Житель Авиньоне Раймон Голарен тот же час покидает город и встречается с тремя рыцарями из Монсегюра, которые в сопровождении многочисленных сержантов, вооруженных секирами, стояли у лепрозория за городом. Они предприняли большие предосторожности, чтобы не привлечь ничьего внимания. Затем они с сержантами подошли к стенам Авиньоне, но вернулся в город один Голарен, чтобы узнать, что делают инквизиторы. Голарен несколько раз ходил туда и обратно, пока наконец не сообщил, что инквизиторы после вечерней трапезы отправились спать. Тогда рыцари и сержанты с секирами вошли в городские ворота, открытые жителями. Внутри они встретили Раймона д'Альфара и маленький вооруженный отряд.
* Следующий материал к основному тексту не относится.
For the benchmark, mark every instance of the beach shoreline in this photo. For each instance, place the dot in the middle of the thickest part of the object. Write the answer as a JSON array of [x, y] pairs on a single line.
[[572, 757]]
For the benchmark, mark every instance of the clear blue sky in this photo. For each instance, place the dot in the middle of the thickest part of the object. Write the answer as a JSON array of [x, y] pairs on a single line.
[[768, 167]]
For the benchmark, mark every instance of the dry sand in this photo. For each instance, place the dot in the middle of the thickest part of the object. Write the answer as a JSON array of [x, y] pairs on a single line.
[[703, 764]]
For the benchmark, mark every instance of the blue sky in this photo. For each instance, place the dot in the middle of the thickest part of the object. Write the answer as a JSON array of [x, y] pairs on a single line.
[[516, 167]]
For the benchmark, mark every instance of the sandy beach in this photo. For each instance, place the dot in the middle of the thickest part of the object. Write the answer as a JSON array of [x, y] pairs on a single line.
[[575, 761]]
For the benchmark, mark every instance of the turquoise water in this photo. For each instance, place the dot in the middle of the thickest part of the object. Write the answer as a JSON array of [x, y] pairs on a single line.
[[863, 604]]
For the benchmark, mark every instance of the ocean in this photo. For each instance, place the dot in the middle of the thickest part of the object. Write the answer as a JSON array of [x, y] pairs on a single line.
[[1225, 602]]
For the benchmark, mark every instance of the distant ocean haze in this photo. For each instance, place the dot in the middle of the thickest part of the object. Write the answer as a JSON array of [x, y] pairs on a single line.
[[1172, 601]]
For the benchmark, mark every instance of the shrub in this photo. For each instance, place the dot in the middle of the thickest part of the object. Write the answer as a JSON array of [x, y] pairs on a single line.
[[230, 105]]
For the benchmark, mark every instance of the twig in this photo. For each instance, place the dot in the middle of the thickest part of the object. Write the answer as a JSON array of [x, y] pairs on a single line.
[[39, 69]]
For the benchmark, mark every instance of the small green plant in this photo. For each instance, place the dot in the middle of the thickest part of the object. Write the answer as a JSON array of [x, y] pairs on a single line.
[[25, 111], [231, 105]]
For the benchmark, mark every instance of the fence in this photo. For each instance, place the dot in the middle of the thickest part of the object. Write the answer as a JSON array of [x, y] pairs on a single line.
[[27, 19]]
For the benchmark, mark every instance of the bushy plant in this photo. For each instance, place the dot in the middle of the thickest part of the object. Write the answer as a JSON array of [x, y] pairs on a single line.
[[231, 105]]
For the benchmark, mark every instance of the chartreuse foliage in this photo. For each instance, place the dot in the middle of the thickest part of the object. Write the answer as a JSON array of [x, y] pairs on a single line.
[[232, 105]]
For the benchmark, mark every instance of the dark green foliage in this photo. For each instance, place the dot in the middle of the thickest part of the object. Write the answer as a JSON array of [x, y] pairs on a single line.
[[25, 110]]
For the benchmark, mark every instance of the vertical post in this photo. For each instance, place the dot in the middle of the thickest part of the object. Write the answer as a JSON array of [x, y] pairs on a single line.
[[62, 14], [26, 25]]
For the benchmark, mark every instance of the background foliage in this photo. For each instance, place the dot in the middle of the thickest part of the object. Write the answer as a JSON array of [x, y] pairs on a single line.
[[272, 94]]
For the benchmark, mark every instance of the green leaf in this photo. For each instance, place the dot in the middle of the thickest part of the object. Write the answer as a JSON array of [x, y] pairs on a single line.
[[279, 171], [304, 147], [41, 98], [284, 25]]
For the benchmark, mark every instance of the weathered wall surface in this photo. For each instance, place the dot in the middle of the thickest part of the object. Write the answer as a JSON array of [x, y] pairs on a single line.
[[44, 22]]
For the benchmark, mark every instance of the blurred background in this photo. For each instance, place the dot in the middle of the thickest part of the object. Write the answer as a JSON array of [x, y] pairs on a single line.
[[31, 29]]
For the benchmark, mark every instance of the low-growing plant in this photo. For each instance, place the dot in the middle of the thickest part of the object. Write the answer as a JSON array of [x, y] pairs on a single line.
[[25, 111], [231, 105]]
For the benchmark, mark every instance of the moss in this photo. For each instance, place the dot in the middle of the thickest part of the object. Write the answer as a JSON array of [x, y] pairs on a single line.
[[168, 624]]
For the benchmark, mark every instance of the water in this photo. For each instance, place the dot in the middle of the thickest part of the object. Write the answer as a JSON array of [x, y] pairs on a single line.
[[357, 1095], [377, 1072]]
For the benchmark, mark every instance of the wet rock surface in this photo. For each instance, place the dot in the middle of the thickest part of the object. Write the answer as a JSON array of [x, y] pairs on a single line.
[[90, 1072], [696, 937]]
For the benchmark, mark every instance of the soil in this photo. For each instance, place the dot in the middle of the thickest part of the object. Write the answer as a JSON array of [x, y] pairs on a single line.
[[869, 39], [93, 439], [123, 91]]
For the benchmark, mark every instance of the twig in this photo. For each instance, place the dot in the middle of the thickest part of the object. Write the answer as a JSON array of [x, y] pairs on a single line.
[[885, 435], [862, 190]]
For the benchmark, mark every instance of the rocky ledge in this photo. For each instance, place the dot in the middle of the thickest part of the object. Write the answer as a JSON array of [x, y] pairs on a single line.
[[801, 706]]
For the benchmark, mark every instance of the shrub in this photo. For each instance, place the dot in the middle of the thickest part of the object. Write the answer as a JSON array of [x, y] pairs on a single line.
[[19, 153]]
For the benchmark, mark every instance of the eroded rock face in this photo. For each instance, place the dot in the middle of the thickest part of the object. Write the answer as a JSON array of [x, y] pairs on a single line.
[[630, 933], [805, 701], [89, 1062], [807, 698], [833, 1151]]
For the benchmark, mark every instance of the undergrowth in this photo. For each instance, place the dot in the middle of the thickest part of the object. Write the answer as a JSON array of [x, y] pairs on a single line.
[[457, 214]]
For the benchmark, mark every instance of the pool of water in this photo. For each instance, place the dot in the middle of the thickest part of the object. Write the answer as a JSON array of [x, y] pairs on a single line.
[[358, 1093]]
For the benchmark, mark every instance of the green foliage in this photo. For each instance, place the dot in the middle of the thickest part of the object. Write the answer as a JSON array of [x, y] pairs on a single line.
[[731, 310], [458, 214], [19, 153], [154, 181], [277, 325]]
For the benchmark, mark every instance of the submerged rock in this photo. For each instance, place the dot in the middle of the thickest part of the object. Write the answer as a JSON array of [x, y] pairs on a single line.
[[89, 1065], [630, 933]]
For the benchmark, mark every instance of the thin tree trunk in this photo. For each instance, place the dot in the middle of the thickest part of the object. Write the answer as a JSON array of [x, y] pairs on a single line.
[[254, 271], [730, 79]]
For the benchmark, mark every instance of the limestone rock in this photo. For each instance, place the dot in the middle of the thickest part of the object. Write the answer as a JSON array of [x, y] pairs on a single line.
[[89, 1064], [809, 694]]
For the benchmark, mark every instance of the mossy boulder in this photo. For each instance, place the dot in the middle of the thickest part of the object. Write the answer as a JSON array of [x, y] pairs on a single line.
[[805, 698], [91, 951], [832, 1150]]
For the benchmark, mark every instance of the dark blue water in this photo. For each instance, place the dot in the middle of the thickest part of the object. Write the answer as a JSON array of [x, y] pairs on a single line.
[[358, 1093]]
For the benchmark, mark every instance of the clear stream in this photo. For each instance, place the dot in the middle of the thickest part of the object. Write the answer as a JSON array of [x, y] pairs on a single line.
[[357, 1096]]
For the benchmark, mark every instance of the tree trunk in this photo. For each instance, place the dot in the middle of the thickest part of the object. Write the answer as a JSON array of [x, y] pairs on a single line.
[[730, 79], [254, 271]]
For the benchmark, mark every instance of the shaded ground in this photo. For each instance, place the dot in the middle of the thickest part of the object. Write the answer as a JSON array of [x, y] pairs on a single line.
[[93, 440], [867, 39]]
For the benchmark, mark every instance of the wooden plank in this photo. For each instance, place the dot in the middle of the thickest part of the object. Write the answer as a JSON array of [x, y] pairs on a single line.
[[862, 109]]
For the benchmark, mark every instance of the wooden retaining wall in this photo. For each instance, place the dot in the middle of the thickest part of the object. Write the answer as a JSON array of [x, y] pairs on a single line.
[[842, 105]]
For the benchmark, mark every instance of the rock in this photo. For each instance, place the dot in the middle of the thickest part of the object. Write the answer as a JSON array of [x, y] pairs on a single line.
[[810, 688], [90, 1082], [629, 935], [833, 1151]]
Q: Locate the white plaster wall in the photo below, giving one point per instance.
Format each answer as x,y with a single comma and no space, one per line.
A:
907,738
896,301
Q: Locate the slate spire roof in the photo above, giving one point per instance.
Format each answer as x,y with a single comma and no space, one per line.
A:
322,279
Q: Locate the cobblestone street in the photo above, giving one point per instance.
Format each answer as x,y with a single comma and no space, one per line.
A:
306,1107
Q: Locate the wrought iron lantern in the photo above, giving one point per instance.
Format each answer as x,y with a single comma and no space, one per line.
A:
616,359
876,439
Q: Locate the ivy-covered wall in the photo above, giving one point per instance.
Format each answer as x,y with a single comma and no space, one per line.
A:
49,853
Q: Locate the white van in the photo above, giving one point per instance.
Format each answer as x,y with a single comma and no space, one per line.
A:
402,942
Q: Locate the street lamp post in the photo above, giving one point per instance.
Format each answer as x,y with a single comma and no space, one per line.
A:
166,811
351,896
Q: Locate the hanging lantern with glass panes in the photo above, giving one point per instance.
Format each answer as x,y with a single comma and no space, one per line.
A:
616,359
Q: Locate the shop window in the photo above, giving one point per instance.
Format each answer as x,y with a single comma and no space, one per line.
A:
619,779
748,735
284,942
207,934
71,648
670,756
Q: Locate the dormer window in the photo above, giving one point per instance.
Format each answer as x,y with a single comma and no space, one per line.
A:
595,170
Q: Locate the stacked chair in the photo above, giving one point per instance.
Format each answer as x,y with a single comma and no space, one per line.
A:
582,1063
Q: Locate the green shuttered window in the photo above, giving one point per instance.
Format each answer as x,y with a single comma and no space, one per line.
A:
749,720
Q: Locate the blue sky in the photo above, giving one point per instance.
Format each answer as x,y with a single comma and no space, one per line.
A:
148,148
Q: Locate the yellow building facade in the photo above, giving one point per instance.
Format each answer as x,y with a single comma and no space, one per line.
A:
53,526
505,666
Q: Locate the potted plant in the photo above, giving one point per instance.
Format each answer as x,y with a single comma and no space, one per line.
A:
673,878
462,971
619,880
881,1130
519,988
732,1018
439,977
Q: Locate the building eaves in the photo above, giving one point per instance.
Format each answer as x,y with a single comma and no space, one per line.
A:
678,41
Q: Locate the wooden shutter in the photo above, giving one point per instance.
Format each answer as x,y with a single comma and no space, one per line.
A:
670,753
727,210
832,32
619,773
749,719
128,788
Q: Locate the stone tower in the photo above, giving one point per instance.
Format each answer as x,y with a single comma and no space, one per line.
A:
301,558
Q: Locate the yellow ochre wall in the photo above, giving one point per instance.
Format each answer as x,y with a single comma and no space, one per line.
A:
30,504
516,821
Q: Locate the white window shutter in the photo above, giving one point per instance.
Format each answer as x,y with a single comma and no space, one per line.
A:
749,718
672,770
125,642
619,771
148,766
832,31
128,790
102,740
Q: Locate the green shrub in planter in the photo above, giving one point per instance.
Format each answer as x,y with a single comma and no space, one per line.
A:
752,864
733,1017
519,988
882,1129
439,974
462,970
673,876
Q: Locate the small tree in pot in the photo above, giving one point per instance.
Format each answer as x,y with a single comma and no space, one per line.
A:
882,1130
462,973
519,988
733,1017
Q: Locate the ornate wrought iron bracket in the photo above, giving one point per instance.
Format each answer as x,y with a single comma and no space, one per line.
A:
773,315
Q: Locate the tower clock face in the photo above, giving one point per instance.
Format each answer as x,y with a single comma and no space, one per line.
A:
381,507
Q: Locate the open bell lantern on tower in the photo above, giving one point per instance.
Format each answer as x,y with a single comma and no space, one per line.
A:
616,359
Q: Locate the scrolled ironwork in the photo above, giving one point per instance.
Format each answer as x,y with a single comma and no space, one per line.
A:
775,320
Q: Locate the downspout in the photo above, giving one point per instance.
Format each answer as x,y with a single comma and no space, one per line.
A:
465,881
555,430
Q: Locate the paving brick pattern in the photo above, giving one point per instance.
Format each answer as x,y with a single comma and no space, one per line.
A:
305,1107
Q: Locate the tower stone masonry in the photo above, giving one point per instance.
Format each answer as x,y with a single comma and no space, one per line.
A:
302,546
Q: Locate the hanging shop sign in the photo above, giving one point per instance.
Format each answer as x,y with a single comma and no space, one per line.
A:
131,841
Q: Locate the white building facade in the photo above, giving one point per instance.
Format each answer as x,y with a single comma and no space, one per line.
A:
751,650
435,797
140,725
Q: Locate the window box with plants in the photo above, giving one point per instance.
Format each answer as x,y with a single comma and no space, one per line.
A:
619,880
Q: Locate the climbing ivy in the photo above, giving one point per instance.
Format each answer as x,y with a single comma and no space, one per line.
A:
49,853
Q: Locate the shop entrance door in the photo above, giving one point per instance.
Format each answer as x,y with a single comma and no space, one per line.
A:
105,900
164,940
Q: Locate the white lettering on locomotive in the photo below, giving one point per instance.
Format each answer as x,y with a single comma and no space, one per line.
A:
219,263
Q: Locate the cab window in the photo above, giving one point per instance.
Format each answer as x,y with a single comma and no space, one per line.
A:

Ударами секир они вышибли двери залы замка и зарубили инквизиторов, вышедших со своей свитой под пение «Salve Regina» навстречу убийцам.
Когда рыцари покидали город, чтобы присоединиться к своим соратникам, стоявшим на страже снаружи, Раймон д'Альфар призвал народ к оружию, подав сигнал к восстанию. Прочие заговорщики возвращались в Монсегюр под приветственные крики жителей, уже узнавших о резне. Например, в Сен-Феликс их встретил кюре во главе своих прихожан. Как мы видим, речь идет не об отдельном акте мщения, но о заранее подготовленном заговоре. Если и были приняты необычайные предосторожности, то для того, чтобы инквизиторов не предупредили, потому что резня должна была стать сигналом к восстанию во всех землях графа Тулузского. Может быть, Раймон VII постарался обеспечить активное соучастие людей из Монсегюра для полной уверенности, что с ним заодно и все, кого они представляют.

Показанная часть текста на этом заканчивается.